A showcase of my technical, research, and creative work.
I developed internal HR chatboot tools using AWS services (Aurora, EC2, SNS), PostgreSQL, and LangChain for Generative AI use cases. I built both a Retrieval-Augmented Generation (RAG) system and an SQL Agent. The RAG system converted Excel files into vectorized documents using ChromaDB, which enabled HR to query salary-related data through natural language. The SQL Agent was also built using LangChain, AWS Aurora, Pandas, and NumPy for query and preprocessing HR data, hwile also integrating safeguards with AWS SNS for sensitive natural language inquiries. I configured AWS Virtual Private Cloud (VPC) and Aurora/RDS settings through the AWS Console while connecting to the server using pgAdmin.

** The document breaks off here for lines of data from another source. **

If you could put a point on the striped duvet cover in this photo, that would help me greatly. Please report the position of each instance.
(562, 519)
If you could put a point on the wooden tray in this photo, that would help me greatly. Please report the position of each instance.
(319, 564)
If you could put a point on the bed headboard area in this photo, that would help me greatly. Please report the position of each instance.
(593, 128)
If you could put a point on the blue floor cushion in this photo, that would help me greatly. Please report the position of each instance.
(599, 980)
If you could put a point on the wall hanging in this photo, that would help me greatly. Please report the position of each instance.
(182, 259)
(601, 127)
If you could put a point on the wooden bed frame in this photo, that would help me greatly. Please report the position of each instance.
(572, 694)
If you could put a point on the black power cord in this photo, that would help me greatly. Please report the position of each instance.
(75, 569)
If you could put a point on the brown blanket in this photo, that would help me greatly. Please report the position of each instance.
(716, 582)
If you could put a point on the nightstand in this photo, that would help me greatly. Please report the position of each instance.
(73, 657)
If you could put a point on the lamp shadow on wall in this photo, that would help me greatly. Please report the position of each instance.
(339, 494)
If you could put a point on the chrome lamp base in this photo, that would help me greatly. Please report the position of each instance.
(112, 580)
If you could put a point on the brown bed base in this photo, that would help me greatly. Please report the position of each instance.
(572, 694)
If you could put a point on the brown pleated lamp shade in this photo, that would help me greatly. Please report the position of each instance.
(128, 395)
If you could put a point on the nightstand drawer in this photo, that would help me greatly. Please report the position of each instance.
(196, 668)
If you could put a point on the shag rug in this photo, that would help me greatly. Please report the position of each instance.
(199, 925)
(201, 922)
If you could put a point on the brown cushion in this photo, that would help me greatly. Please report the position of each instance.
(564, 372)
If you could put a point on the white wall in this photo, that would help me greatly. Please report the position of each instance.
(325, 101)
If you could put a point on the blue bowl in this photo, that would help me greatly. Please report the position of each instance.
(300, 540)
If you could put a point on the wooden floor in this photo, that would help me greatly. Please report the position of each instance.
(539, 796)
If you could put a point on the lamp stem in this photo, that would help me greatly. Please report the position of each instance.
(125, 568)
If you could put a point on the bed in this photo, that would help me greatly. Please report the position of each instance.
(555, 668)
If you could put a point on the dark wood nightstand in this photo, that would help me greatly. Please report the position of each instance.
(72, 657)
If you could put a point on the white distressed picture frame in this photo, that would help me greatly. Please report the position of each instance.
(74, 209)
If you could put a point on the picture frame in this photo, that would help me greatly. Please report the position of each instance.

This project was a full-stack web application that takes user input through a questionaire and generates a recipe as a result. This project was developed during the VTHacks 12 Hackathon. We implemented propelAuth to serve as the login/sign-up User Interface. Th efrontend web pages were built using Bootstrap and Svelte. We deployed Meta Llama on Docker to generate the recipe after the questionaire, and we implemented MongoDB to store users' previously generated recipes.
This project was developed to be an app to record a user's record times for sports. MongoDB was implemented to store users' record times. Vite.js and React Router were utilized to optimize and tie routes together. Svelte.js and Node.js were used as the main frontend and backend frameworks for this project.
I collaborated with a team of four to create a Java-based application that leveraged advanced object-oriented programming rpinciples and abstract data structures to develop an effective solution for data parsing and visualization. I delivered a tool that efficently rpocesses input data, applies insertion and selection sorting algorithms, and presents the results in a bar graph format through a GUI. I also developed robust data parsing techniques and implemented error-handling mechanisms to improve the system reliability. My work in the project, specifically, boosted the application's performance and usability with accurate data visualization and dependable sorting outcomes.